Immediately after the procedure, ultrasonography shows a patent vessel that is in spasm through most or all of its length. Follow-up ultrasonography at 1 week demonstrates nearly 100% early
closure of vessels.


Compression is vitally important after any venous procedure. Compression can reduce the (theoretic) risk of venous thromboembolism in the treated and untreated leg, and it is also highly
effective in reducing postoperative bruising and tenderness.

Postoperative bruising can be significant after EVLA, but it is much less prominent when lidocaine with epinephrine is used as the local anaesthetic. Bruising may be completely absent in patients
who wear compression hose continuously during the first 2 weeks after treatment. Postoperative tenderness after day 3 has also been reported, and it may be related to the amount of intravascular coagulum in the closing vessel. Tenderness is usually not observed in patients who wear compression hose continuously during the first week after EVLA.

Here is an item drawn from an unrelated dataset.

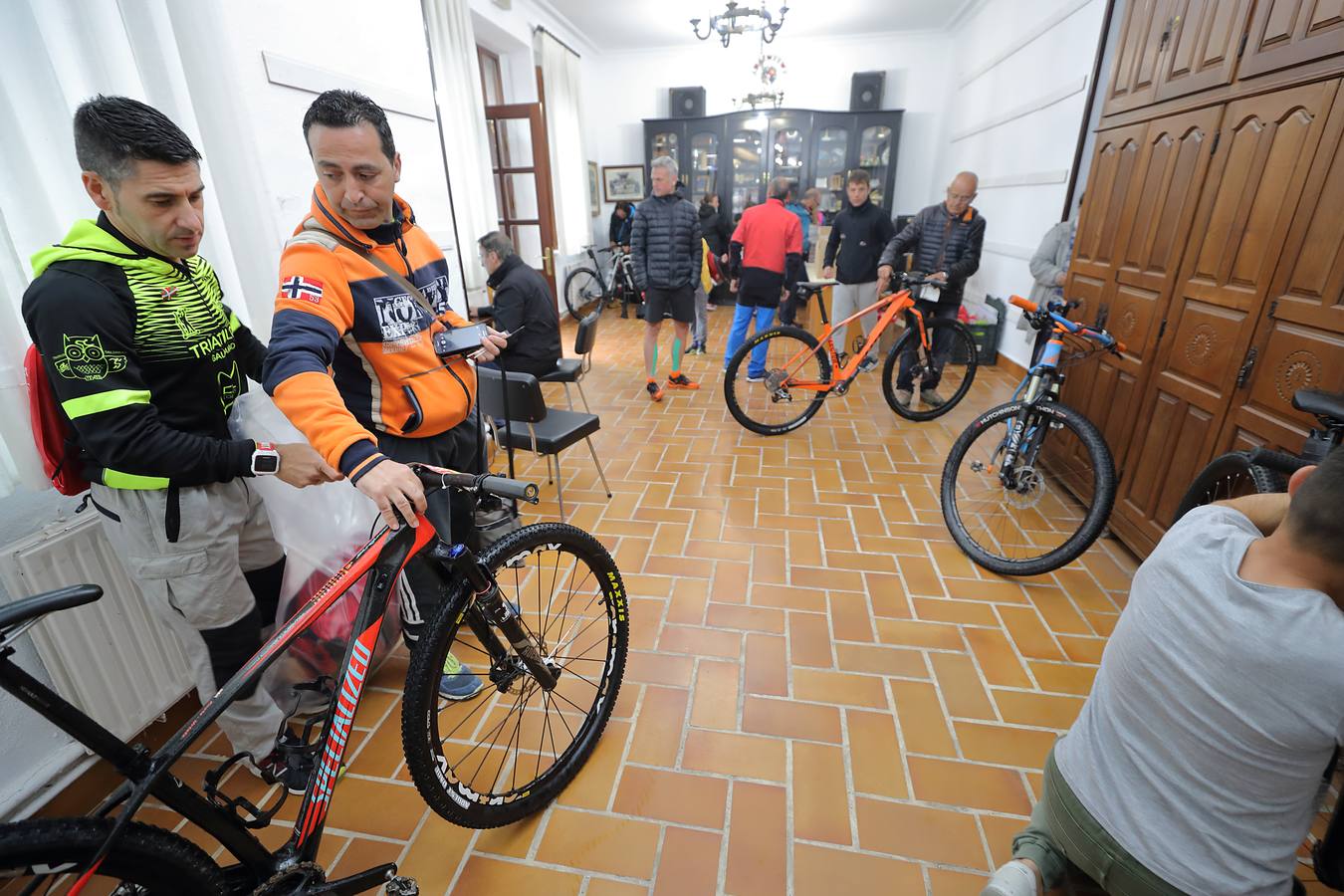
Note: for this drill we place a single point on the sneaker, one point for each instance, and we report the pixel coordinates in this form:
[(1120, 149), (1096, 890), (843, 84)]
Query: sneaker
[(1013, 879), (457, 683), (932, 398), (291, 764)]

Immediately after the procedure, a class II compression stocking (ie, one with a gradient of 30-40 mm Hg) is applied to the treated leg. Panty hose–style stockings, with compression applied to both legs, are preferred because the risk that the stocking will slip or roll is less. The stockings are worn for at least 1 week; they are kept in place continuously for the first 72 hours, but they may be removed for showering thereafter. Bedrest and heavy lifting are forbidden, but normal activity is otherwise encouraged.

The patient is re-evaluated on postoperative day 14 at which time duplex ultrasonography should demonstrate a closed greater saphenous vein and no evidence of thrombus in the femoral, popliteal, or calf deep veins.

At 6 to 8 weeks, an examination should reveal clinical resolution of truncal varices, and an ultrasonographic evaluation should demonstrate a completely closed vessel and no remaining reflux. If any residual open segments or branch veins are noted, perform sclerotherapy under ultrasonographic guidance.


Worldwide experience with this procedure is extremely good in the past 19 years an no serious complications of the procedure have been reported to date. Despite the absence of reported complications thus far, no procedure is without risks. Risk is associated with procedural problems such as malpositioning of the laser fiber. Any venous ablation procedure can trigger venous thrombosis in a susceptible patient.


Regarding outcome one must realise that we trat one aspect but not the condition not zhe genetic tendency for varicose vein progression. Vein obliteration after laser treatment is about 914% at 2 years follow-up. Published results show a high early success rate with a low subsequent recurrence rate for as long as 18 months after treatment. Late results are comparable to those obtained with more invasive surgical techniques, and evidence regarding the long-term effectiveness of the procedure are comparable to vein stripping with less recurrence at sapheno-femoral (inguinal) level. Patient satisfaction with the procedure has been very high and has become the standard procedure in our hands.